Lesson 9

In this activity, students notice and wonder about an image similar to others they will use throughout this lesson. When students articulate what they notice and wonder about the image, they have an opportunity to attend to precision in the language they use to describe what they see (MP6). They might first propose less formal or imprecise language, and then restate their observation with more precise language in order to communicate more clearly. Students will examine a simplified version of this diagram in the next activity, and then have the opportunity to interact with an even more complex version in the optional activity Now Who Is Closest?.

Display the image for all to see. Ask students to think of at least one thing they notice and at least one thing they wonder. Give students 1 minute of quiet think time, and then 1 minute to discuss the things they notice with their partner, followed by a whole-class discussion.

Ask students to share the things they noticed and wondered. Record and display their responses for all to see. If possible, record the relevant reasoning on or near the image. After all responses have been recorded without commentary or editing, ask students, “Is there anything on this list you are wondering about now?”. Encourage students to respectfully disagree, ask for clarification, or point out contradicting information. 

In this activity, students are building skills that will help them in mathematical modeling (MP4). The method of modeling stores in a city with points in a square is provided, but students need to realize they can use perpendicular bisectors to determine which stores should take responsibility for which parts of the city. Students also need to decide how to allocate the 100 employees. It is expected that students who do not use digital tools to measure areas will approximate areas using decomposition techniques and estimation. Students working on paper will likely not have time for the fourth store analysis; students need not see this question to participate in the discussion.

This activity works best when each student has access to GeoGebra Geometry from Math Tools because it would take too long to do otherwise. If students don't have individual access, projecting GeoGebra Geometry would be helpful during the synthesis.

If a student is struggling to start, ask them to consider what would happen if there were only 2 stores. Ask them to think about their experience from the construction techniques lessons, and if they can figure out a way to separate the points closer to one of the two stores from the points that are closer to the other store.

If a student is stuck finding the area on paper, either encourage them to break the shapes into simpler pieces or to estimate, depending on time. If a student is stuck finding the area on the applet, show them the area tool under the measurement menu (look for the angle icon).

The purpose of this discussion is to highlight students’ level of confidence in the accuracy of the model. Ask students to share how they decided to divide the city and how they used that information to decide how many employees to station at each store.

If not brought up by students, ask whether it would be appropriate to assign 28.2 workers to a location. (No, two-tenths of a person doesn’t make sense. Yes, if someone spent part of their week at one location and part at a different location.)

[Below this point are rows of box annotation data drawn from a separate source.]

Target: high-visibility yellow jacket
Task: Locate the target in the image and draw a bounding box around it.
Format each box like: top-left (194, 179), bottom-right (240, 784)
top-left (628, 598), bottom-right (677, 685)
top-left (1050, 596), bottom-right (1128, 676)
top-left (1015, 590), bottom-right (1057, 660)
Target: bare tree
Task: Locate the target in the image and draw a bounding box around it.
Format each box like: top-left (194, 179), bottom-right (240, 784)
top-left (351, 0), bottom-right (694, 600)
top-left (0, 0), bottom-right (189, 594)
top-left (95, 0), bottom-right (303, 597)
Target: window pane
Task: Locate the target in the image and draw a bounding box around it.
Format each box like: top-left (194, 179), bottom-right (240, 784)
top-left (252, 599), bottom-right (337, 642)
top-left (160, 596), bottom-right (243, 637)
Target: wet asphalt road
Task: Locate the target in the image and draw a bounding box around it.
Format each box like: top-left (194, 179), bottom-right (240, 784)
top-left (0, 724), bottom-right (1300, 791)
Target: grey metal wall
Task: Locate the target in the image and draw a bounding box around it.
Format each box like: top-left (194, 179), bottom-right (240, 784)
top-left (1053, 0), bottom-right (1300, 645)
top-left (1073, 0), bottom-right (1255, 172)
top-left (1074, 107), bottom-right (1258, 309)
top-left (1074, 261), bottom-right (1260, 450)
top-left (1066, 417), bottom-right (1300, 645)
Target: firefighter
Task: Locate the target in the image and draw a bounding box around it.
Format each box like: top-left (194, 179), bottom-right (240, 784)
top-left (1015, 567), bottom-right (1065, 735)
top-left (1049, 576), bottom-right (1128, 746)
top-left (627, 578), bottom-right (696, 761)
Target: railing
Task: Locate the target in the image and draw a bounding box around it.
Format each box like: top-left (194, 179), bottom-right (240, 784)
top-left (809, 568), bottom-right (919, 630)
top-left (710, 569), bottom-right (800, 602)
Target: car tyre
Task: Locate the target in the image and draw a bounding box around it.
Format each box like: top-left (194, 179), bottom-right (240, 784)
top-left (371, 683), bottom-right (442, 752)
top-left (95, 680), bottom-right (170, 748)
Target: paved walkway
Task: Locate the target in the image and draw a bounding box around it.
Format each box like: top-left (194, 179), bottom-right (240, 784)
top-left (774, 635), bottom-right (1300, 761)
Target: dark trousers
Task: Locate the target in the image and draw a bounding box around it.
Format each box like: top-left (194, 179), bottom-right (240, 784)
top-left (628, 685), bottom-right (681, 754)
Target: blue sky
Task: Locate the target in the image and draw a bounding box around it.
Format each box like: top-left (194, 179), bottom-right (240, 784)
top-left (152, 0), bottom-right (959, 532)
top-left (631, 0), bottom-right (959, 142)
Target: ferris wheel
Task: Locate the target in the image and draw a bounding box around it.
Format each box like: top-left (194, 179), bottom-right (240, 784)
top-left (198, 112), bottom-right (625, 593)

If not brought up by students, mention that using area to allocate the 100 workers assumes that the population of the city is evenly distributed within its borders. Ask students how they would change their thinking if they knew that the neighborhoods closest to the top left corner were the most densely populated in the city.

This activity is optional because it is only offered digitally.

In this activity, students continue to build skills that will help them in mathematical modeling (MP4). Students have an opportunity to choose the data they would like to model. Then they are tasked with explaining to someone interested in the data what the results of their diagram mean.

A good source of maps for this activity is a town or state website. Most municipalities have a GIS, a Geographical Information System, with maps of various features in the region. For the example below, the Life Star (emergency helicopter) landing sites in a small town were used. Students should save their images as jpg or png files for GeoGebra Geometry.

Ask students to share their responses and display their responses for all to see.

Ask students:

• “How is this activity the same as the previous activity?” (We are still dividing the map into regions closest to the given points of interest.)
• “How is it different?” (There are many more points. The points represent something different.)

This activity builds on the “Who Is Closest” activity by employing the same technique of finding regions that are closest to certain points and decorating those regions to make new and interesting patterns.

Making dynamic geometry software available gives students an opportunity to choose appropriate tools strategically (MP5).

Display student responses for all to see. Invite students to discuss if their new diagram is a tessellation.